Luis Roberto Martínez/ Diario de Chiapas
A pesar de los avances legislativos de los últimos años, el maltrato y el envenenamiento animal son una constante en Tuxtla Gutiérrez y diversos municipios de Chiapas, así lo alertó José Antonio López, fundador de la iniciativa Dejando Huella.
El activista señaló que, si bien la disposición de las autoridades para atender estas denuncias ha mejorado, el verdadero desafío radica en aterrizar el marco legal existente:
-De la ley a la práctica: falta traducir las reformas normativas en políticas públicas operativas y eficaces.
-Atención efectiva: requiere un seguimiento real que garantice la aplicación de sanciones y medidas de prevención en el estado.

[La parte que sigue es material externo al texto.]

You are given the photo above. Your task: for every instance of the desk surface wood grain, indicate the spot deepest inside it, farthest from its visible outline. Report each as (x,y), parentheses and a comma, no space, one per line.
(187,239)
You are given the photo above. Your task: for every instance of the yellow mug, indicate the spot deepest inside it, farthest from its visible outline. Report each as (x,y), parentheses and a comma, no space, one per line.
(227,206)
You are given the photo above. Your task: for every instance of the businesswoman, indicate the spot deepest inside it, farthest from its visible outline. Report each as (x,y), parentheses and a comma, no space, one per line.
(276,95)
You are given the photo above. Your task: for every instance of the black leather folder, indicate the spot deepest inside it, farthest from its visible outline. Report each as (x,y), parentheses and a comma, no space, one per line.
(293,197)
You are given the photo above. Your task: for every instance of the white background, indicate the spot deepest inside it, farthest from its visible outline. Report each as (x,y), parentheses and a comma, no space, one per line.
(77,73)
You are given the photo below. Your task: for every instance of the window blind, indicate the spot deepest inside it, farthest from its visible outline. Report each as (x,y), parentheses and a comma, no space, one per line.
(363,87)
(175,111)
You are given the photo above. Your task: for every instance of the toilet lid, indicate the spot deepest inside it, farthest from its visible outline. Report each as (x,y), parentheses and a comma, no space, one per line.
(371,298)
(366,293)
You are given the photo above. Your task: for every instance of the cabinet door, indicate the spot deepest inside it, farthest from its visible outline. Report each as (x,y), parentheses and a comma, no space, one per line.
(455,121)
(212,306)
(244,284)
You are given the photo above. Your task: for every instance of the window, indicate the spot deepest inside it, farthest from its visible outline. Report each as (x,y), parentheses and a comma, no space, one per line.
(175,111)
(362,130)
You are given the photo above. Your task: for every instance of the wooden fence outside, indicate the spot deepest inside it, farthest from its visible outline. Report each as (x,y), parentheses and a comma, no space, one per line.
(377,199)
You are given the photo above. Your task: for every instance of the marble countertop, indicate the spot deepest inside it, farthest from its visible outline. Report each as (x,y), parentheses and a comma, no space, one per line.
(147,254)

López enfatizó que la carencia de infraestructura pública para albergar a los animales rescatados representa una de las mayores deficiencias del sistema.
Debido a esta limitante, las autoridades locales enfrentan una restricción institucional:
-Inexistencia de refugios oficiales: ni los ayuntamientos ni la fiscalía disponen de instalaciones estatales para resguardar a las víctimas de maltrato o abandono.
-Dependencia del sector civil: Las instancias gubernamentales terminan delegando el resguardo en rescatistas independientes y albergues privados, los cuales operan al límite y con sus propios recursos financieros.
Para garantizar una aplicación efectiva de las sanciones, el fundador de Dejando Huella subrayó la importancia de delimitar con exactitud qué conductas se tipifican como maltrato animal, advirtiendo que los vacíos o interpretaciones muy amplias obstaculizan la justicia.
Asimismo, reconoció que las recientes vinculaciones a proceso señalan un progreso y afirmó que resultan insuficientes para erradicar el problema. Por ello, instó a fortalecer la educación desde la infancia y lanzar campañas públicas de concientización sobre las consecuencias legales de agredir o envenenar animales.